The BBC Newsnight presenter and University Chall-enge host volunteered to ‘break the earth’ on the museum’s latest project – a huge 40,000sq ft conservation centre.

This state-of-the-art building, part of an ongoing £5million museum upgrade, will be capable of housing 120 historic fighting vehicles when completed next autumn.

Mr Paxman, who has left many politicians squirming over the years, was at the museum filming a documentary on the First World War when he agreed to help out.

Museum spokesman Nik Wyness said: “The presenter, renowned for calling a spade a spade, volunteered to ‘break the earth’ on The Tank Museum’s latest building project.”

Earlier this year the museum received £2.5m of National Lottery cash.

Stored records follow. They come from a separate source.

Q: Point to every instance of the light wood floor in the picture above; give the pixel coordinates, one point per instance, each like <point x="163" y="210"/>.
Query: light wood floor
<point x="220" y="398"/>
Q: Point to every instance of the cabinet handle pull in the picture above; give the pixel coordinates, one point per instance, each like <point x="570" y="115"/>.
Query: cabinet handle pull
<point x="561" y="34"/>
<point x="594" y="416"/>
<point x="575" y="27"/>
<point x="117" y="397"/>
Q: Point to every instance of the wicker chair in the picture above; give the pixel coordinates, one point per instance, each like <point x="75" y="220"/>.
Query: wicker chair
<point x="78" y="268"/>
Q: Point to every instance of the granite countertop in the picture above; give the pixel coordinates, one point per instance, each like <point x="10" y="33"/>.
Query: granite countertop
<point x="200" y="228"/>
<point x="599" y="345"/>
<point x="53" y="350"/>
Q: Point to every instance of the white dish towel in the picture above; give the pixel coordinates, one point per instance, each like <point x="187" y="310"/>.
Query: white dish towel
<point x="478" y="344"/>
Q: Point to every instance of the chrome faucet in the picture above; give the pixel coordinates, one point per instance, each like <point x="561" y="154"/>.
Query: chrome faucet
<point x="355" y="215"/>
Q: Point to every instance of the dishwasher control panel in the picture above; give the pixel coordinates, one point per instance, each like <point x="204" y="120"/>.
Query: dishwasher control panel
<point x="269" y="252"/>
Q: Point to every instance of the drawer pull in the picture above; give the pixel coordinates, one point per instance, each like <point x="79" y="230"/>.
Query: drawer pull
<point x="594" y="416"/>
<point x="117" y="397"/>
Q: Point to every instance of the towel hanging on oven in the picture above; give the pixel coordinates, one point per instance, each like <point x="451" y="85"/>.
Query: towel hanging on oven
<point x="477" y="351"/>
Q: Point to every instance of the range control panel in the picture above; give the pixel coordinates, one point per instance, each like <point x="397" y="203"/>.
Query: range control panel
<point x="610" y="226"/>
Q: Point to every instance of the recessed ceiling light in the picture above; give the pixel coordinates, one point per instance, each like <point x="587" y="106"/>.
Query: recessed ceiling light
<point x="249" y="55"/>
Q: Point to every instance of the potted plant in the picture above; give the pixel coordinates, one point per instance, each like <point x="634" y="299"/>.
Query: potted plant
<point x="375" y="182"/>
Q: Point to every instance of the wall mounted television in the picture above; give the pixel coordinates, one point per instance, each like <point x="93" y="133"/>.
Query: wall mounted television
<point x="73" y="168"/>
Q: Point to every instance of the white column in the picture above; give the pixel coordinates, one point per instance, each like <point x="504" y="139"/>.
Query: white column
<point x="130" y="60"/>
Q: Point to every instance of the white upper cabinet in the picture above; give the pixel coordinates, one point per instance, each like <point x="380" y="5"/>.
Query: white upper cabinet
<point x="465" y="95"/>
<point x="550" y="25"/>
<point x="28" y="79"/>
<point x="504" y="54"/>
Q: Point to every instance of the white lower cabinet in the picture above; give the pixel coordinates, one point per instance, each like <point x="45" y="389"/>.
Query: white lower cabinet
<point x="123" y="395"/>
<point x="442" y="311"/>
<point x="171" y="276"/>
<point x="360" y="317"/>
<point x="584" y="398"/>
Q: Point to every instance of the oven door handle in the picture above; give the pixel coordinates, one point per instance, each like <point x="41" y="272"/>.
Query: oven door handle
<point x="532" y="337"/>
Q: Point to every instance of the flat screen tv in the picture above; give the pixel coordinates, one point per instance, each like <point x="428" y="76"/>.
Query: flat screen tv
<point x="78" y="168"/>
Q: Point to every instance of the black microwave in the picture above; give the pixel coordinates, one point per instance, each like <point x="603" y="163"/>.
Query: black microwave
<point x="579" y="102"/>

Museum director Richard Smith described the donation as a “pivotal moment in the history of The Tank Museum”.

“With more space we will be able to put our plans for a rolling programme of new exhibitions into action,” he said. “We will also have the facilities to enable ongoing volunteer-led conservation projects and allow us to re-launch our award-winning engineering training programme for groups of young offenders.”

The Tank Museum will have to raise a further £2.5m to match fund the Heritage Lottery Fund’s contribution. Building work has now started on the Vehicle Conservation Centre.